4 Replies Latest reply on Jun 20, 2011 9:06 AM by tedk

    RCCE_DCMflush behavior




      I am using the definitely cached memory and having some trouble with the flushing of the cache. My method is described as below:


      1) All the cores synchronize at a barrier. All cores determine the start of the shared memory.

      2) UE 0 allocates shared memory using a RCCE_shmalloc.

      3) All cores other that UE 0 block on an RCCE_recv from the UE before them.

      4) UE 0 writes something into the shared memory allocated. Calls RCCE_DCMflush.

      5) Send the offset of the shared memory location to the next UE.

      6) The receiver UE gets the offset. Calls a RCCE_DCMflush.

      7) Reads the shared memory location. Processes the data by writing something. Calls RCCE_DCMflush.

      8) Goto step 5 if you are not the last UE.


      The behaviour I am seeing is that the Flush seems to be failing at some time and not always at the same UE. The writes that I do to shared memory are not getting flushed.

        • 1. Re: RCCE_DCMflush behavior

          Please look at bug 195. http://marcbug.scc-dc.com/bugzilla3/show_bug.cgi?id=19


          We are havng difficulty with this flush routine. Our latest version of rckmem.c (called rckmem_005.c) is posted on that bug. We've been testing that and not seeing errors but the latest comment on the bug is discussing a flaw.


          You can use the latest version we have by downloading rckmem_005.c from the bug, renaming it to rckmem.c, putting it in your linux src tree, and building a new linux. If you are using the rckmem.c currently in SVN you will see problems.

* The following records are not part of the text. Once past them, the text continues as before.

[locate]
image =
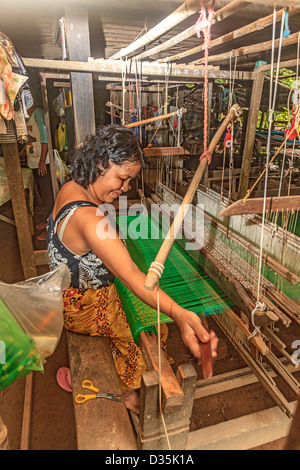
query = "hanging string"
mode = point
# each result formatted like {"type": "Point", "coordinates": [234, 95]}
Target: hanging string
{"type": "Point", "coordinates": [203, 25]}
{"type": "Point", "coordinates": [159, 369]}
{"type": "Point", "coordinates": [259, 305]}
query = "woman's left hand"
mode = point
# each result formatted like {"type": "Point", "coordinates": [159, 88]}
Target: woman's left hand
{"type": "Point", "coordinates": [193, 332]}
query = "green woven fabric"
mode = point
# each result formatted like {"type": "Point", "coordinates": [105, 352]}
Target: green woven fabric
{"type": "Point", "coordinates": [183, 280]}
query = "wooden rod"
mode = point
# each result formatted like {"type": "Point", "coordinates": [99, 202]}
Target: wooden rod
{"type": "Point", "coordinates": [152, 276]}
{"type": "Point", "coordinates": [156, 118]}
{"type": "Point", "coordinates": [255, 206]}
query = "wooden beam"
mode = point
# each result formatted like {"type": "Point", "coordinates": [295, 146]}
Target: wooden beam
{"type": "Point", "coordinates": [255, 206]}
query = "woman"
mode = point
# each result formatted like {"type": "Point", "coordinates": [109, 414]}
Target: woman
{"type": "Point", "coordinates": [101, 172]}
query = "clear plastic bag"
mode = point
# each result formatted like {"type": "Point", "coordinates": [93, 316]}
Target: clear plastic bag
{"type": "Point", "coordinates": [18, 356]}
{"type": "Point", "coordinates": [37, 306]}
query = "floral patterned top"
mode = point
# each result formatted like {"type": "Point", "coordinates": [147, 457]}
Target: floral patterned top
{"type": "Point", "coordinates": [87, 271]}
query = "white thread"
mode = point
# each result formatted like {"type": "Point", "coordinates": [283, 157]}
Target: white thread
{"type": "Point", "coordinates": [159, 368]}
{"type": "Point", "coordinates": [157, 272]}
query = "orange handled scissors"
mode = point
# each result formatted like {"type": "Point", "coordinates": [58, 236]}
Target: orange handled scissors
{"type": "Point", "coordinates": [79, 399]}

          • 2. Re: RCCE_DCMflush behavior

            Ok. Let me try the new rckmem.c over the weekend and test it. In case I am still having some trouble, I'll post my program here and maybe your could try it out as well on another machine.




            • 3. Re: RCCE_DCMflush behavior

              I am still having trouble with the flush to shared memory after compiling a new image with the modified rckmem.c. But, if I make each core allocate a dummy array in its private memory (of the same size as the shared memory) and then write and read back from this dummy array immediately after changing shared memory and calling RCCE_DCMflush, things are getting properly flushed to the shared memory.


              Do you want me to post the program that I am using so that you can try it out as well?

              • 4. Re: RCCE_DCMflush behavior

                Yes, of course ... but please join the CC group at bug 195 and post there... which is where the real nitty-gritty testing of the flush routine is taking place.



                Our latest rckmem_005.c has not been showing errors. But it's possible your test is picking up a test case we missed.